Sarah Duclos
Glioblastoma is one of the most aggressive forms of brain cancer, with a median survival rate of only 12-18 months after diagnosis. Current standard-of-care treatment includes surgical resection followed by chemotherapy, but this is often ineffective due to the invasive nature of glioblastoma. We are taking an engineering approach to this problem by applying transcranial histotripsy treatment to a murine glioblastoma model. The brain is a challenging environment for non-invasive ultrasound treatment because there is limited room for error; too much treatment will cause unwanted swelling, too little treatment will have no effect on tumor growth, and off-target treatment could result in damage of critical brain structures.
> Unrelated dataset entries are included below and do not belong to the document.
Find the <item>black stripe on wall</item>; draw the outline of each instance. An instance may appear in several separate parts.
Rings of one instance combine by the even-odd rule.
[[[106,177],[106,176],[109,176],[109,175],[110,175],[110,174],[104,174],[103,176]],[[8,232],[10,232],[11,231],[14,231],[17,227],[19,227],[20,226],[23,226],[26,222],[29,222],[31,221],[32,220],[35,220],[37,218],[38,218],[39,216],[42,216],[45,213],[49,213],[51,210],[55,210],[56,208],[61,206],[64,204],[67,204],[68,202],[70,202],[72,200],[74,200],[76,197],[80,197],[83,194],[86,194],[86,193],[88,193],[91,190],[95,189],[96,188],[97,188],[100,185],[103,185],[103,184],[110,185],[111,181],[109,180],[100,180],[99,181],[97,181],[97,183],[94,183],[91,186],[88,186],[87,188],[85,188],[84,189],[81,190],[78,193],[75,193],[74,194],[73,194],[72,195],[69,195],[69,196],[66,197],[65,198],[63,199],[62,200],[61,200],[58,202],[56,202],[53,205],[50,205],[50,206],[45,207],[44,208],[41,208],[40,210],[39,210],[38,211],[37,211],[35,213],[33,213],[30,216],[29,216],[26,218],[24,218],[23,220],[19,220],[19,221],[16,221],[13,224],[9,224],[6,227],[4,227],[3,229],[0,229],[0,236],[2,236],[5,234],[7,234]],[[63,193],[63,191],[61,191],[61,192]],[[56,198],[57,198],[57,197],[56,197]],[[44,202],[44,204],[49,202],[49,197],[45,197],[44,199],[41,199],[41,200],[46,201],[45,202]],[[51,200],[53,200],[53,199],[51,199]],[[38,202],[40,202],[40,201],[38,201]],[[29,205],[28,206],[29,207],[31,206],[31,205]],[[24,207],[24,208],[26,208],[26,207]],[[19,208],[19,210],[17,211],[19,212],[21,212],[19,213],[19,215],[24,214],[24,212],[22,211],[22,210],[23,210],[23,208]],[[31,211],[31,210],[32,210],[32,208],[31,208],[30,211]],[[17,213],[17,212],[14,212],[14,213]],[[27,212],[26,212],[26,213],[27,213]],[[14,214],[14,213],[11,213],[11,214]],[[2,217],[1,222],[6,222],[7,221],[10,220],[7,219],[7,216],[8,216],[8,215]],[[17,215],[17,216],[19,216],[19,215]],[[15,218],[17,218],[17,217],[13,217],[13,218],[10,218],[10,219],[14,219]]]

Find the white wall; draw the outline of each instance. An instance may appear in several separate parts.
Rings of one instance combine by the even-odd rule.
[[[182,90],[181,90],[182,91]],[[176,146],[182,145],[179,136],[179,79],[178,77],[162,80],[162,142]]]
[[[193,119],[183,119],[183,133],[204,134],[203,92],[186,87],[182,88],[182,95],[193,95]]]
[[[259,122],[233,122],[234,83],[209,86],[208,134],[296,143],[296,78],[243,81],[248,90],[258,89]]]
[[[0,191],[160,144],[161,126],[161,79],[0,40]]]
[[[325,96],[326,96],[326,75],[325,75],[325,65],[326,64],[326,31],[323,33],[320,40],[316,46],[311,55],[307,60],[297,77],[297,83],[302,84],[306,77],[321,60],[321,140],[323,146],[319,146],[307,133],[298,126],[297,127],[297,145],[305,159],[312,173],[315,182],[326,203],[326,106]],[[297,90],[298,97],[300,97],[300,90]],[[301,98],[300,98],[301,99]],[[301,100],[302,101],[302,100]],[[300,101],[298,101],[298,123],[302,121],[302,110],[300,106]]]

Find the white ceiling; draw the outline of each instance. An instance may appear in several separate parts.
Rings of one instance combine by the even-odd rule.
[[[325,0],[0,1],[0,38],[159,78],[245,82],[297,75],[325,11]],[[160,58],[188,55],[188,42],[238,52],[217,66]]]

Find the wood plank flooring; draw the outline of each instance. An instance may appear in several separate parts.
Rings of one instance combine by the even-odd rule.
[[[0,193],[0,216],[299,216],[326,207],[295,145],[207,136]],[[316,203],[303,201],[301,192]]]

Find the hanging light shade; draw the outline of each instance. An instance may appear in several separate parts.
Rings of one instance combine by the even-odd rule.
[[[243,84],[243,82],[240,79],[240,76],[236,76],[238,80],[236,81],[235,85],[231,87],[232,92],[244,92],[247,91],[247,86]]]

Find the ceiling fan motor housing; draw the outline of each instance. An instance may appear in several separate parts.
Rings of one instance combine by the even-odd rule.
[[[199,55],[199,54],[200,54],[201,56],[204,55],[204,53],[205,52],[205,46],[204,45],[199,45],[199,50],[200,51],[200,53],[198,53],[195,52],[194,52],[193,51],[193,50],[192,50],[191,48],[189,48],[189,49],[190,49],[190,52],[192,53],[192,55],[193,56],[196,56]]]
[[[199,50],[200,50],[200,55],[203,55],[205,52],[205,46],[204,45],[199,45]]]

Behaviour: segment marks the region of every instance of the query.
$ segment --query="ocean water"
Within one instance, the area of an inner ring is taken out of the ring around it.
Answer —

To overcome these challenges, we are currently designing a brain-specific histotripsy array that will increase treatment precision and allow for real-time treatment monitoring with feedback control. Our central hypothesis is that transcranial histotripsy treatment will increase overall survival compared to non-treated controls in both glioblastoma and metastatic brain tumors, as well as lead to improved cancer drug delivery. Our preliminary results show that histotripsy is effective at homogenizing in-vivo murine brain tissue through an intact skull (Fig. 1). Completion of this project will be a critical step towards clinical translation of histotripsy treatment for glioblastoma.
Fig. 1: We are designing a brain-specific histotripsy transducer (left) to homogenize brain tumors in mice, like what is shown in the H&E histology image on the right (HT = histotripsy treated, RBCs = red blood cells).